Women are consistently more likely to have read more books than men, with the gulf between the two sexes climbing alongside the greater number of books read. By the time we reach fifty books a year (who are these people?), women are over four times as likely to hit that target than men. Suddenly that eighty percent purchasing figure doesn’t seem so outlandish – in fact, on the upper limits of binge reading, it seems to match entirely.
As for formats, 26% said they read paperbacks (though general stats tend to lean towards the 70% industry mark), 24% say they read hardbacks, and 16% read ebooks.
But a sweeping statement about the entire literary industry isn’t hugely helpful. It’s all well and good knowing that eighty percent of novel purchases are by women (even if they aren’t all the readers), but that can’t be true of every single genre. What if most books sold are in the romance genre, and what if nearly one hundred percent of romance readers turned out to be women? Wouldn’t that throw off our data if we were, say, looking into marketing a horror novel?
So let’s take a look at how popular individual genres are instead.
In 2017, Crime and Thrillers became the most popular genre of fiction in the UK, with over eighteen and a half million books sold. It was the most popular genre in the States, too – mystery, thriller and suspense ebooks brought in an estimated total of over 187,000,000 dollars.
Back in 2015, Romance had a 34% share of the US fiction market, and in the last nine months of 2017, it brought in around 162,000,000 dollars through 50,000,000 ebooks.
Children’s fiction is incredibly popular too (so it’s not just men and women who read – kids like books as well!). With over 19,000,000 books sold, bringing in £239,000,000, in 2017 they were actually more popular than thriller novels. Globally, children’s books are actually more popular than books for adults.
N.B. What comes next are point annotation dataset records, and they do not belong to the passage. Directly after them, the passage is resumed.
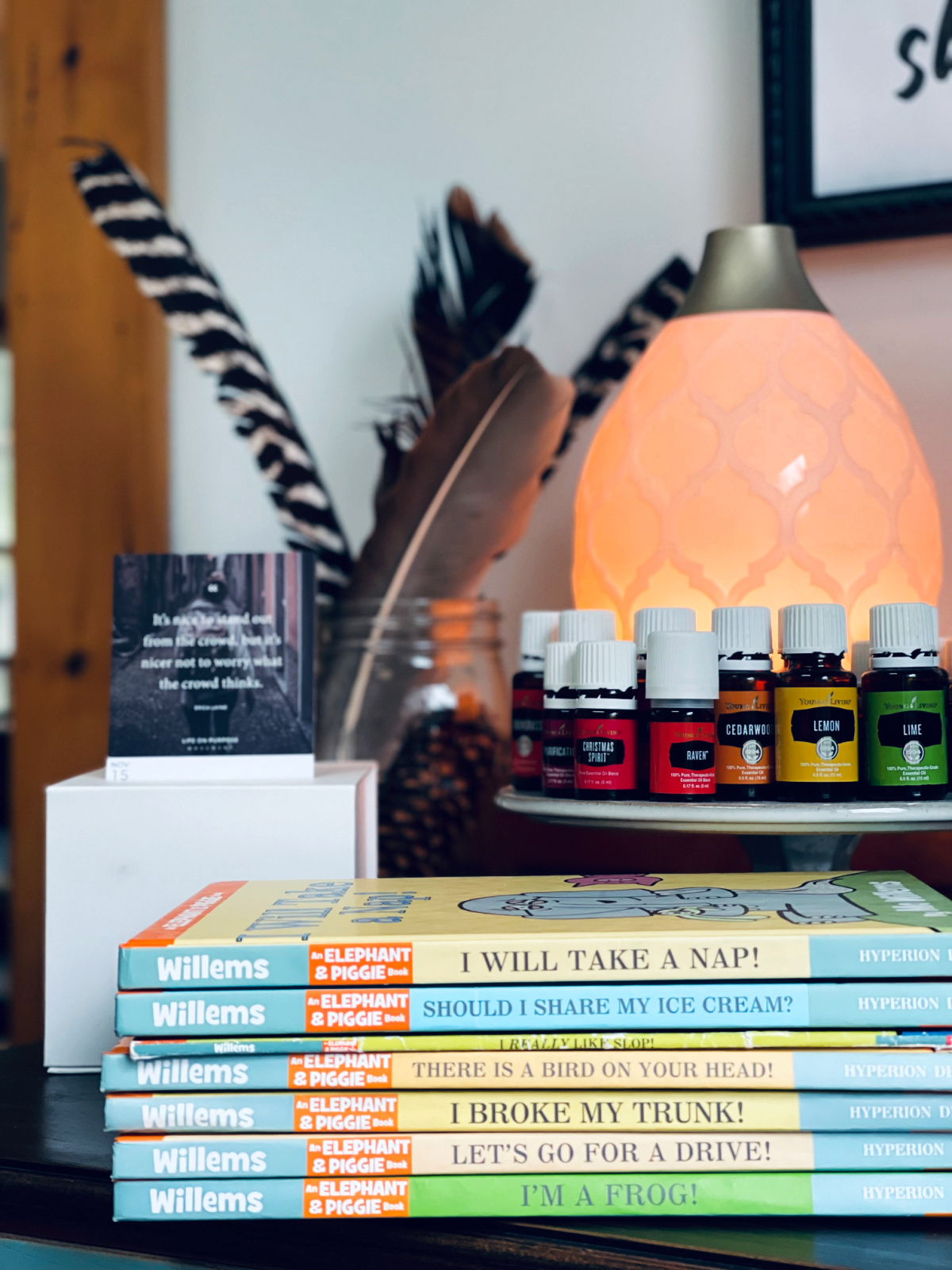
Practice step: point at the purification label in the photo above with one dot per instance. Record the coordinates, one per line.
(683, 757)
(744, 723)
(606, 752)
(527, 732)
(905, 738)
(558, 751)
(816, 734)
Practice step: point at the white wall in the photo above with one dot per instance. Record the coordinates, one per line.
(306, 137)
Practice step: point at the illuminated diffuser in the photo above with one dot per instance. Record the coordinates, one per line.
(754, 456)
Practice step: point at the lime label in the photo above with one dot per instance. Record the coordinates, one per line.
(905, 738)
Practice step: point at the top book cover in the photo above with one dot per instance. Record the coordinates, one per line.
(213, 667)
(596, 929)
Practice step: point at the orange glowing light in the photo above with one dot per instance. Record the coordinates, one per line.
(755, 457)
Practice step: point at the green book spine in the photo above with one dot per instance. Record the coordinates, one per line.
(562, 1195)
(179, 1159)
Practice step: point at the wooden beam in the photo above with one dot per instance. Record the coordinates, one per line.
(89, 406)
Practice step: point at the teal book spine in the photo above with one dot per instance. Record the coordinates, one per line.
(507, 1009)
(857, 956)
(533, 1195)
(777, 1070)
(175, 1159)
(499, 1111)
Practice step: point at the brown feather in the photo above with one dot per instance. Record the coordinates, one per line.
(489, 506)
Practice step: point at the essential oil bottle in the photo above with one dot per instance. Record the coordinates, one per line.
(558, 721)
(606, 740)
(537, 630)
(904, 705)
(647, 620)
(682, 687)
(744, 706)
(816, 708)
(585, 624)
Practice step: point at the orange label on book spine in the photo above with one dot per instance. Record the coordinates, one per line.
(359, 963)
(346, 1113)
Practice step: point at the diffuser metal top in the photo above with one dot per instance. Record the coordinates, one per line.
(750, 267)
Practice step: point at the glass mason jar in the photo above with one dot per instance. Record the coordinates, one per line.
(435, 715)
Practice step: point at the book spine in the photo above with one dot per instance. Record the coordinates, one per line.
(450, 1153)
(205, 1047)
(602, 958)
(505, 1110)
(225, 965)
(498, 1009)
(562, 1195)
(724, 1070)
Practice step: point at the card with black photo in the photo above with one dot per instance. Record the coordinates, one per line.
(213, 667)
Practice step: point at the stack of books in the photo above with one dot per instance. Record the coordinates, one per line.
(539, 1047)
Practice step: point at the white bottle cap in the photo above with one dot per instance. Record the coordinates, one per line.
(537, 630)
(743, 637)
(560, 667)
(860, 657)
(904, 635)
(682, 666)
(585, 624)
(812, 629)
(607, 664)
(647, 620)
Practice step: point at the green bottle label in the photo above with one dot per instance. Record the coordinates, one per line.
(905, 738)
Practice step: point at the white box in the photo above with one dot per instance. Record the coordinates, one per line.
(121, 855)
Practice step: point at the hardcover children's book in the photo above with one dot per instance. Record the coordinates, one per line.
(715, 1070)
(428, 1153)
(202, 1047)
(501, 1007)
(533, 1195)
(545, 1111)
(622, 927)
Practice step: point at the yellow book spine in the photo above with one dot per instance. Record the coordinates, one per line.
(559, 1153)
(564, 1109)
(768, 1070)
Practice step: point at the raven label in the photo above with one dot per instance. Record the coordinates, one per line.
(816, 734)
(744, 723)
(905, 738)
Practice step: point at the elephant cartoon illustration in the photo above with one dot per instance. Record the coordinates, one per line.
(812, 903)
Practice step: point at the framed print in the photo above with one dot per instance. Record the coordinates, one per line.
(857, 117)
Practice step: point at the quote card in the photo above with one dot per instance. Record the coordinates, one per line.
(213, 667)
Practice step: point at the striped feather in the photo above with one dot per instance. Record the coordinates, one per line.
(621, 346)
(168, 271)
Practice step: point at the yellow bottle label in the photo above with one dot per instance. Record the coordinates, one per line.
(816, 734)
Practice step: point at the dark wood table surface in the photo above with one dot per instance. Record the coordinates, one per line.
(55, 1185)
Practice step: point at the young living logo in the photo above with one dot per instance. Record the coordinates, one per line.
(909, 46)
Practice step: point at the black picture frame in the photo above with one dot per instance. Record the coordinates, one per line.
(786, 29)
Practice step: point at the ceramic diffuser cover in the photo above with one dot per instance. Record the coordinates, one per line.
(754, 456)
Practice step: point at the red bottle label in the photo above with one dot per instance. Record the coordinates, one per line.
(527, 733)
(683, 757)
(558, 753)
(606, 753)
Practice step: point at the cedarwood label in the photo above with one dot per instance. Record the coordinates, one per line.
(816, 734)
(744, 723)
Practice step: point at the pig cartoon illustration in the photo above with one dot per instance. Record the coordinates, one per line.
(812, 903)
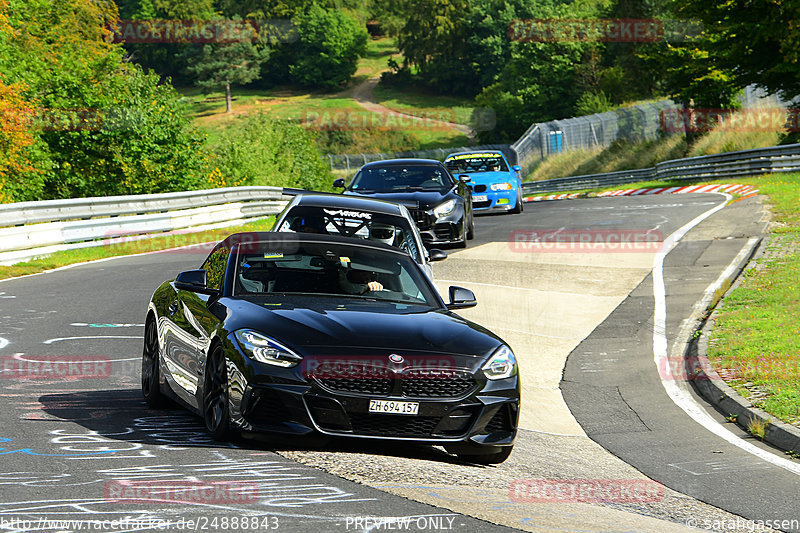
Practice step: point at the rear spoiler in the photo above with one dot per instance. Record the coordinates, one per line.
(289, 191)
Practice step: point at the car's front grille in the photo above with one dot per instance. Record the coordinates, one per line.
(393, 425)
(411, 384)
(417, 385)
(444, 232)
(376, 386)
(423, 219)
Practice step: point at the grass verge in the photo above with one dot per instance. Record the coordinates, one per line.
(165, 242)
(624, 155)
(341, 124)
(756, 337)
(755, 343)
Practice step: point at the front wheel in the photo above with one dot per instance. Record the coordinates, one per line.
(518, 208)
(216, 414)
(151, 387)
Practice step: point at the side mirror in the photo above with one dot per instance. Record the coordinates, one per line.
(461, 298)
(194, 281)
(435, 254)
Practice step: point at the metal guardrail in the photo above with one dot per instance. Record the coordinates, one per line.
(33, 229)
(728, 165)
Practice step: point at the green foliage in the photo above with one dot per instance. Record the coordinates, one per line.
(103, 126)
(263, 151)
(749, 42)
(235, 64)
(142, 143)
(328, 49)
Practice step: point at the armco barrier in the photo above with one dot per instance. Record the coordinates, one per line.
(32, 229)
(727, 165)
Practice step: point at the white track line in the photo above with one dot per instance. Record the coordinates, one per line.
(681, 396)
(51, 341)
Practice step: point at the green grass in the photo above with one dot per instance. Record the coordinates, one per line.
(166, 242)
(343, 126)
(622, 155)
(756, 337)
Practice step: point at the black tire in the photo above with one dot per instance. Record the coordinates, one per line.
(519, 207)
(216, 414)
(488, 459)
(151, 372)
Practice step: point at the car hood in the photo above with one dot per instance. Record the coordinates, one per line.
(424, 199)
(362, 327)
(487, 178)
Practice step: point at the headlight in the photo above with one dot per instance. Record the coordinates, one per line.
(265, 350)
(502, 364)
(444, 209)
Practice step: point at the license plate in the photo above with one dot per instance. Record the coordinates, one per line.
(392, 407)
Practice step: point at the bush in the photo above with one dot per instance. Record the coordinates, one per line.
(258, 150)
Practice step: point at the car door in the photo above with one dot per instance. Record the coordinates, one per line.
(190, 324)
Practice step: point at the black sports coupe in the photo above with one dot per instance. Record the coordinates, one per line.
(440, 204)
(301, 334)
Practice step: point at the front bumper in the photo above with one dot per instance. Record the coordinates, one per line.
(485, 414)
(495, 201)
(443, 230)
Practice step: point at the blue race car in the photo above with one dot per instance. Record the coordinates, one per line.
(496, 185)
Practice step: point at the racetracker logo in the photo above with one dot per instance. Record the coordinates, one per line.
(585, 241)
(198, 492)
(219, 31)
(479, 119)
(764, 119)
(602, 30)
(55, 367)
(585, 491)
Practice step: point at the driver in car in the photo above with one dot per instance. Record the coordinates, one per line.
(357, 281)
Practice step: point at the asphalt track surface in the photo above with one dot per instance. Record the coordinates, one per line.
(67, 445)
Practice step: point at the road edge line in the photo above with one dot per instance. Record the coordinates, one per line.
(678, 393)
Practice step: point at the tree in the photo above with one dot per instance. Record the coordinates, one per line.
(328, 48)
(757, 41)
(264, 151)
(228, 64)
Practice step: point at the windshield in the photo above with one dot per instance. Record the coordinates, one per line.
(388, 229)
(471, 163)
(400, 178)
(278, 269)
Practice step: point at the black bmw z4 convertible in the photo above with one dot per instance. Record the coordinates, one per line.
(301, 334)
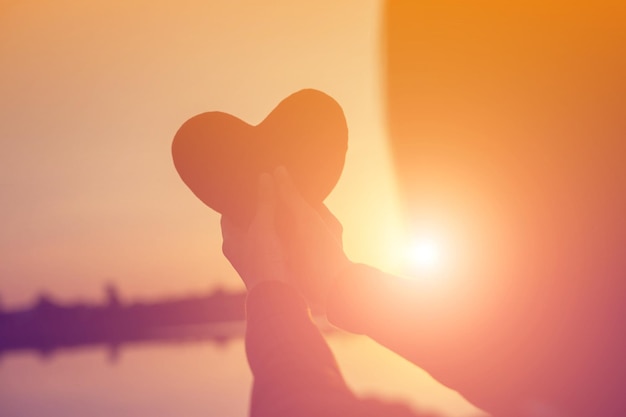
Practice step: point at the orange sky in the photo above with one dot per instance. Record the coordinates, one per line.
(91, 94)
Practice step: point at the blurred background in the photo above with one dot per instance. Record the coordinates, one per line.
(96, 223)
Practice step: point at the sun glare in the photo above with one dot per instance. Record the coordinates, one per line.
(423, 255)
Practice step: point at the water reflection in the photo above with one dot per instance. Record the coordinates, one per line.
(169, 358)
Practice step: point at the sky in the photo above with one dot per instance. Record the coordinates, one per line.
(91, 95)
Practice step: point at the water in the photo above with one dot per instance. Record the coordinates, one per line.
(191, 379)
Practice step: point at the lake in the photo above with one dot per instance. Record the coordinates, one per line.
(192, 379)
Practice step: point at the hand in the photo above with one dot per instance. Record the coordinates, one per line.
(256, 253)
(312, 243)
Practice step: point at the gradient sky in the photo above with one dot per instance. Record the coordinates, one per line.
(91, 94)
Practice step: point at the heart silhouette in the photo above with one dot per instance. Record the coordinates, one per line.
(220, 157)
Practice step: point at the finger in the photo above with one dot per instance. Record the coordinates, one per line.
(266, 202)
(287, 191)
(232, 236)
(331, 222)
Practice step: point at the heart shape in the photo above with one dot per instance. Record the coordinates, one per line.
(220, 157)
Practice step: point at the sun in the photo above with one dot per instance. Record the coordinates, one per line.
(423, 255)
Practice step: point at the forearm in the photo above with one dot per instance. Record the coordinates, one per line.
(294, 370)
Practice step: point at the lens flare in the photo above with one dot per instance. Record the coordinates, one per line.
(423, 255)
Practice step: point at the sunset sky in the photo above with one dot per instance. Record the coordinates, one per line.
(91, 94)
(502, 127)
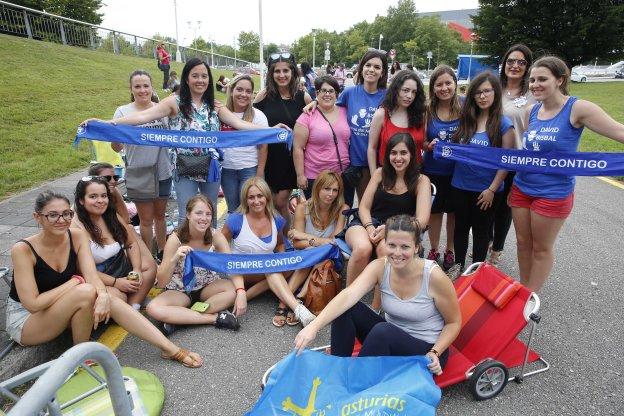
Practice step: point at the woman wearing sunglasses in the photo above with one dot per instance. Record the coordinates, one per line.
(48, 295)
(282, 102)
(153, 161)
(113, 243)
(517, 98)
(476, 191)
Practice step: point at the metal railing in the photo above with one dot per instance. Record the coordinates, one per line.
(35, 24)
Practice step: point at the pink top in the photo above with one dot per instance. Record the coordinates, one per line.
(320, 151)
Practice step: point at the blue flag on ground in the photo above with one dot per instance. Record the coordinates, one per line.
(257, 263)
(97, 130)
(552, 163)
(317, 384)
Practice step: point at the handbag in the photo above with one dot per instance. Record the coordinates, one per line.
(193, 165)
(323, 285)
(116, 266)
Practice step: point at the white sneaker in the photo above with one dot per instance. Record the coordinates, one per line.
(304, 315)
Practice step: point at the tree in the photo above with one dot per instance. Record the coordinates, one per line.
(83, 10)
(578, 31)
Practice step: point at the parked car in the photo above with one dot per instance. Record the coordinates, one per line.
(576, 77)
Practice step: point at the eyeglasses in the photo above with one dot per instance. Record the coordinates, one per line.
(281, 57)
(519, 62)
(53, 217)
(486, 92)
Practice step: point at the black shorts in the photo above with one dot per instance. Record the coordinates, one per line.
(442, 202)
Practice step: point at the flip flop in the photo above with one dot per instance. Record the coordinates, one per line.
(280, 313)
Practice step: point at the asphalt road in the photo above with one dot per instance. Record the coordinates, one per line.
(581, 334)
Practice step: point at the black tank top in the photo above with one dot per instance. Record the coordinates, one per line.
(45, 276)
(386, 205)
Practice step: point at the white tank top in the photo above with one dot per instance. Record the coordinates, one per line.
(248, 243)
(105, 252)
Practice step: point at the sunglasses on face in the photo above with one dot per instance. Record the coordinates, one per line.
(281, 57)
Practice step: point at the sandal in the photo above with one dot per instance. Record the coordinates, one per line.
(280, 313)
(181, 357)
(291, 319)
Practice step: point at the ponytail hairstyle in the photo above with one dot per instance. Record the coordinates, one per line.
(404, 223)
(184, 232)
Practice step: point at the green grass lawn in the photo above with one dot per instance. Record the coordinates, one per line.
(47, 89)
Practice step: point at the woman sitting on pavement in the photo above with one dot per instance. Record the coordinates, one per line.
(48, 295)
(317, 221)
(321, 138)
(402, 111)
(172, 306)
(395, 188)
(114, 245)
(422, 315)
(258, 229)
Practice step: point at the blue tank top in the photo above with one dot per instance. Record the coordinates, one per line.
(443, 131)
(557, 134)
(471, 177)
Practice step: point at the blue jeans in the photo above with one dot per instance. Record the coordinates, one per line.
(187, 188)
(232, 181)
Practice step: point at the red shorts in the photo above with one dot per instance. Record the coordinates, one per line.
(553, 208)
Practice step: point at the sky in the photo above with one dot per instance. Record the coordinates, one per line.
(221, 21)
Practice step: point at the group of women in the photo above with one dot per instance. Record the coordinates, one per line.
(371, 140)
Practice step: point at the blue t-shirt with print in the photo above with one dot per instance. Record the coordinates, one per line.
(443, 131)
(474, 178)
(234, 222)
(361, 107)
(553, 134)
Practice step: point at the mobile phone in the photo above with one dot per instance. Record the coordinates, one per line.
(200, 307)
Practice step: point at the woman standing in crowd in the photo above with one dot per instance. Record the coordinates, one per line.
(317, 221)
(540, 202)
(442, 122)
(258, 229)
(172, 306)
(402, 111)
(476, 191)
(322, 137)
(146, 161)
(422, 315)
(282, 102)
(163, 62)
(113, 244)
(47, 294)
(395, 188)
(514, 78)
(193, 109)
(241, 163)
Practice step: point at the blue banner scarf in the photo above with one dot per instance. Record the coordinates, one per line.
(314, 384)
(256, 263)
(552, 163)
(96, 130)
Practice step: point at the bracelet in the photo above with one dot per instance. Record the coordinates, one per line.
(79, 278)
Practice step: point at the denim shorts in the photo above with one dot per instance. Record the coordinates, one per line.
(16, 316)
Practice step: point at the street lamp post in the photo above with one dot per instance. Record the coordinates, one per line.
(178, 54)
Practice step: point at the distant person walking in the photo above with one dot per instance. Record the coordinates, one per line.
(163, 63)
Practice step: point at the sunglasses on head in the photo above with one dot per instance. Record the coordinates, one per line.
(281, 57)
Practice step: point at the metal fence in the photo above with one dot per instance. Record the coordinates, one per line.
(34, 24)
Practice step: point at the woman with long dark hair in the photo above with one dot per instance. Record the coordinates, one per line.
(476, 191)
(442, 122)
(402, 111)
(282, 102)
(395, 188)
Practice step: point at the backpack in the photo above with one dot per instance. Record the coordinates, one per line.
(323, 285)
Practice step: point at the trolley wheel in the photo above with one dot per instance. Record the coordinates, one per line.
(488, 379)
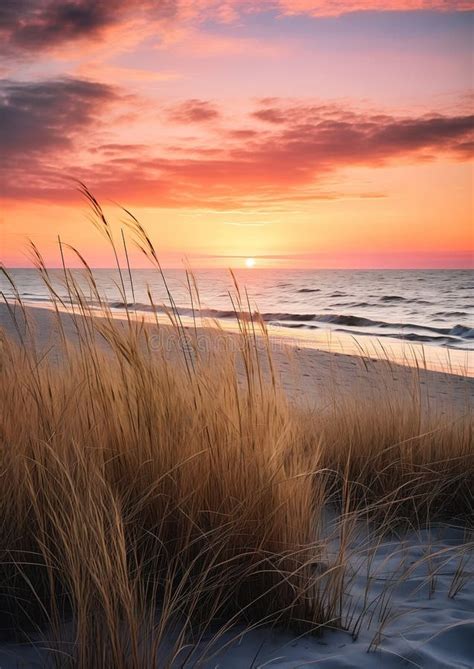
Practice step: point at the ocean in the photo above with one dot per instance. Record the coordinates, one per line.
(433, 307)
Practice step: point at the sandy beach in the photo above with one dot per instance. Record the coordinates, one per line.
(409, 594)
(309, 373)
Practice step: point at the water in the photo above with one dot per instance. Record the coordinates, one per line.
(428, 306)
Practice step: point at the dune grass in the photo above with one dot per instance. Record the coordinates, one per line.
(153, 501)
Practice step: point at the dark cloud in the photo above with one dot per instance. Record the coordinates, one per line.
(194, 111)
(27, 26)
(237, 165)
(45, 116)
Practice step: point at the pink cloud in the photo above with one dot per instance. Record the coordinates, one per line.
(290, 148)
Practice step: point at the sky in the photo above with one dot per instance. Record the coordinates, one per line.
(300, 133)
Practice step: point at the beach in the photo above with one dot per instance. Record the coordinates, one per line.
(408, 589)
(310, 372)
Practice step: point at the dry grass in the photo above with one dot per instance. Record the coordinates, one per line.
(153, 502)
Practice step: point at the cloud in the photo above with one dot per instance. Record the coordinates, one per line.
(45, 116)
(27, 26)
(30, 26)
(292, 159)
(194, 111)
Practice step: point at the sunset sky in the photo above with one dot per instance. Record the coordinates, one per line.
(302, 133)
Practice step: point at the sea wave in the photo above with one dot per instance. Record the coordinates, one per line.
(343, 322)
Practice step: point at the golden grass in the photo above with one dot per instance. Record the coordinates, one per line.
(147, 497)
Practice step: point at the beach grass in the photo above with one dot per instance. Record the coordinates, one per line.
(150, 503)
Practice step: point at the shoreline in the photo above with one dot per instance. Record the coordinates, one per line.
(311, 376)
(446, 360)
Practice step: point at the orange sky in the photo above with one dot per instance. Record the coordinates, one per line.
(283, 131)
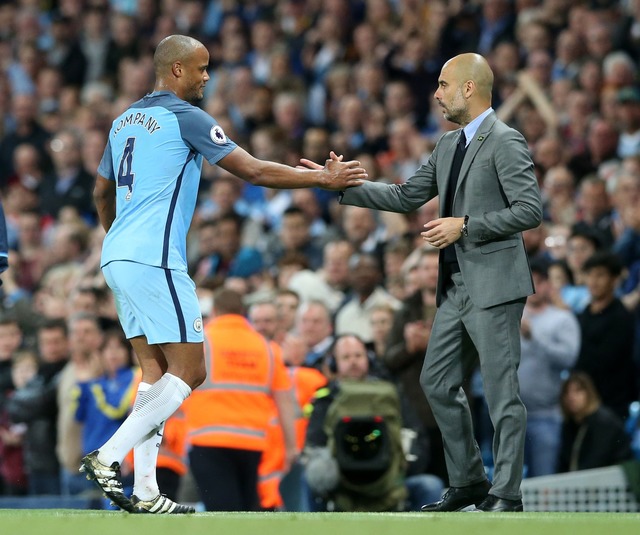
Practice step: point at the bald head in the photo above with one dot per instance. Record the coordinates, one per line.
(464, 88)
(181, 64)
(171, 49)
(475, 68)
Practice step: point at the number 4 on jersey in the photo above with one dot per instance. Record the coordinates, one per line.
(125, 176)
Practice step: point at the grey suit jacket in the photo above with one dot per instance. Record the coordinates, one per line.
(496, 188)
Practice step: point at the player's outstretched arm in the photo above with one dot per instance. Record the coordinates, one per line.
(334, 175)
(104, 196)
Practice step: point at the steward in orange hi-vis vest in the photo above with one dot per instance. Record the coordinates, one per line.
(232, 407)
(228, 415)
And finally, there’s science fiction and fantasy (my personal favourite). Lumping them together is a bit problematic (there are loads of fantasy readers who don’t touch sci-fi, and vice versa), but the two together amount to being the third best selling adult fiction genre in the UK (2017) with over three million books sold. Interestingly, self-publishing seems to be boosting the genre somewhat.
So there you go – it can’t all be women, and even if it is, the market just isn’t that simple.